Economists endorse Bernie Sanders
16 January 2016 1:16 pm
Some of America’s top economists have endorsed Democratic presidential candidate Bernie Sanders’ plans for Wall Street reform.
The letter says that Sanders is right saying that the biggest banks have to be broken up and that a new 21st Century Glass-Steagall Act, separating investment from commercial banking, must be enacted.
“Wall Street’s largest banks are now far bigger than they were before the crisis, and they still have every incentive to take excessive risks,’’ the letter says. “No major Wall Street executive has been indicted for the fraudulent behavior that led up to the 2008 crash, and fines imposed on the banks have been only a fraction of the banks’ potential gains. In addition, the banks and their lobbyists have succeeded in watering down the Dodd-Frank reform legislation, and the financial institutions that pose the greatest risk to our economy have still not devised sufficient “living wills” for winding down their operations in the event of another crisis.
“Secretary Hillary Clinton’s more modest proposals do not go far enough. They call for a bit more oversight and a few new charges on shadow banking activity, but they leave intact the titanic financial conglomerates that practice most shadow banking.As a result, her plan does not adequately reduce the serious risks our financial system poses to the American economy and to individual Americans. Given the size and political power of Wall Street, her proposals would only invite more dilution and finagle.”
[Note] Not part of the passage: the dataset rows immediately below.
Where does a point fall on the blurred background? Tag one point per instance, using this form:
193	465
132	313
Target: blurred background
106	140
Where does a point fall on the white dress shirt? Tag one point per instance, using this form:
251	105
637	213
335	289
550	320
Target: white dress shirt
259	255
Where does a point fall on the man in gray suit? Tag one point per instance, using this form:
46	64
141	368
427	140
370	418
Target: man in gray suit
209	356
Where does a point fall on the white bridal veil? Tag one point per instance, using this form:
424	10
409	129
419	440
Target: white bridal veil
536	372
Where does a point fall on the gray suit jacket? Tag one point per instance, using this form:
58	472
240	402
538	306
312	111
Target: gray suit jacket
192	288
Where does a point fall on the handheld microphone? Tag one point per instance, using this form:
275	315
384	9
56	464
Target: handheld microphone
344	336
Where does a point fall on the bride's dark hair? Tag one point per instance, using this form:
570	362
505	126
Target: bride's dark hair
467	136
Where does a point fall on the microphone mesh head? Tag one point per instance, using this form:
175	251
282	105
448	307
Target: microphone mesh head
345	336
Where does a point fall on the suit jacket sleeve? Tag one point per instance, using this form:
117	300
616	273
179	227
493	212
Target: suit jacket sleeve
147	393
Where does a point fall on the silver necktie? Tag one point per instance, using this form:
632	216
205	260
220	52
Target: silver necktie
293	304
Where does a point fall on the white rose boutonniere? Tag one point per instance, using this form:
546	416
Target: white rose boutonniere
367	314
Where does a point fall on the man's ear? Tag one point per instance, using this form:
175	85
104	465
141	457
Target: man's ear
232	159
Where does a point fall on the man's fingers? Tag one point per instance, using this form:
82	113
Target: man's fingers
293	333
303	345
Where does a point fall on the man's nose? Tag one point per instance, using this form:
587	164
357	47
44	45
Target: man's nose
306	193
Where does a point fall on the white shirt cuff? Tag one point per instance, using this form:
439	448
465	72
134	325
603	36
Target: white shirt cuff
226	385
The letter is signed by former labour secretary Robert Reich, University of Texas Professor James K. Galbraith, Dean Baker, co-director of the Center for Economic and Policy Research in Washington, DC., Brad Miller, former U.S. Congressman from North Carolina, and William K. Black from the University of Missouri-Kansas City.
The campaigns are now rolling out endorsements on a daily basis but Sander’s growing popularity is driven by but anger over Wall Street crashing the US economy and walking away with a slap on the wrist.
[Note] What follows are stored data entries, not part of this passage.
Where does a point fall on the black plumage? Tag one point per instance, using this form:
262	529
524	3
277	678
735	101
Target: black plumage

One of the best examples of that this week was Goldman Sachs, one of the banks responsible for the meltdown, agreeing to a $5 billion settlement for its role in kicking off the biggest financial disaster since the Great Depression.
Goldman was under investigation for lying about the value of the mortgage-backed securities it sold in the years leading up to the crash. The sale of toxic securities helped trigger the global economic recession. Under the terms of the tentative settlement, Goldman will pay billions in civil penalties. No one will go to jail.
The ruling was slammed by Sanders. “The $5 billion settlement with Goldman Sachs should make it clear to everyone that the business model on Wall Street is fraud. In my view, the time has come to shut the revolving door between Wall Street and the federal government. Goldman Sachs and other Wall Street banks will not be represented in my administration,” Sanders said in his press release.
That will keep fuelling his surge in the polls which, until now, the mainstream media has ignored.